Okay. I'm house sitting for my friend who moved to a new place less than a week before she planned on going on a trip that took her across the ocean. She had thought of taking her babies (two boy cats) over to their old daddy's to sit, but it seemed the stress of putting them in a new house and then shuttled off to a different place for two weeks would have been too traumatic for them. Instead, they get to hang out with their cool aunt who still won't let them stay on the couch and sleep in bed with her which is kind of a mutually disappointing arrangement).

House sitting is always an interesting thing. It's almost like living that person's life for the duration of the time you're there, except you're trying to do your own thing, too. Last year, I had to house sit for my boss when her entire family was out of town. In a way it made things convenient, since I worked out of her home office, and I got a taste of what it would be like to work at home. It also showed me why it's probably better I don't work at home when trying to maintain a 9-5 job. When I was staying there, I also was responsible for walking their dog, but not being a dog owner myself, I wasn't entirely sure of the whole process of dog walking, particularly that dog. But I think I got things figured out.

This house sitting situation isn't quite as convenient as the aforementioned house sitting gig. Instead of having the advantage of sleeping at my workplace, I'm actually staying about 7 miles in the opposite direction from work, and against traffic. Since the place is still Box City, most of the house is still packed up, and I wonder if I can do simple tasks like cook something or watch TV (I can watch TV and access Internet, but the DVD player is still packed away somewhere.

Perhaps it's better I'm not equipped to cook on the brand new stove, as to not stink up the place of onions or even worse, burn the house down.

If there's any big challenge, it's the fact I'm sleeping in a new space. It's a bit unnerving for a bit, but it's just something to get used to. My host's concern for me was that this new house is right in front of a pretty big street in a pretty big city, but having grown up across the street doesn't bother me. What bothered me was when I wake up to a machine a fan or a tape drive turning on and then falling asleep. Or ready to mince me into bits. I have yet to figure that out.


Friday, May 1, 2009

On Drinking

It’s impossible to recuperate from a night a ton-heavy drinking without drinking some more in the morning. It’s a necessary tenet by which I’ve lived for a few years now. I don’t understand why people suffer through nauseating and painful hangovers when they can drink their problems away.

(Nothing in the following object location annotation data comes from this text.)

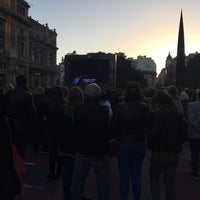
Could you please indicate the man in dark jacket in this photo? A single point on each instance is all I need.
(92, 135)
(22, 113)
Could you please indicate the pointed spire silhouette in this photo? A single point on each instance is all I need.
(180, 59)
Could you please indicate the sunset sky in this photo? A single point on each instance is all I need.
(134, 27)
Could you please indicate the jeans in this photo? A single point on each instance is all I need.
(165, 162)
(83, 164)
(130, 156)
(68, 169)
(195, 150)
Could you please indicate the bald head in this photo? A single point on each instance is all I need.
(93, 90)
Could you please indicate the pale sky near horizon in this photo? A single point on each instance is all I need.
(134, 27)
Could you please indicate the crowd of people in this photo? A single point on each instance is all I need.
(75, 127)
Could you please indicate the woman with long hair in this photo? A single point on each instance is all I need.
(165, 141)
(129, 127)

On that note, I don’t understand why people don’t drink all their problems away. It’s easy enough: just drink. Presto, fucking solved.

Son failed his Algebra test? Scotch.

Can’t find your keys? Rum.

Wife cheating on you? Vodka.

Car accident? Tequila!

Conversely, why not celebrate every bit of happiness with a belt or two? I can always go for a drink after a day of laboring in construction, why not your wife? I’m sure it’ll hit the spot after forcing a nine pound gremlin through her vagina.

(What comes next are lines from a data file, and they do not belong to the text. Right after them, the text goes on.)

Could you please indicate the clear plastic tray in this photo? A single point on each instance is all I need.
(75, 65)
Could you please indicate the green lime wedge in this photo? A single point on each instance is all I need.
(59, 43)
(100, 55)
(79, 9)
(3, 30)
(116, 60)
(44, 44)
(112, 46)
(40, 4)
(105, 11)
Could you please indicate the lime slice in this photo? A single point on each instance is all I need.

Hell, there’s no solid reason not to drink to pass the time. Why in the world would anyone sit around doing nothing, waiting for time to pass? It doesn’t make any sense. Whether you’re waiting at the airport between flights, waiting for the wine at church, or waiting to feel sleepy at night, just drink.

This is why it’s imperative that everyone have a flask. You never know when good or bad things or no things at all will befall you.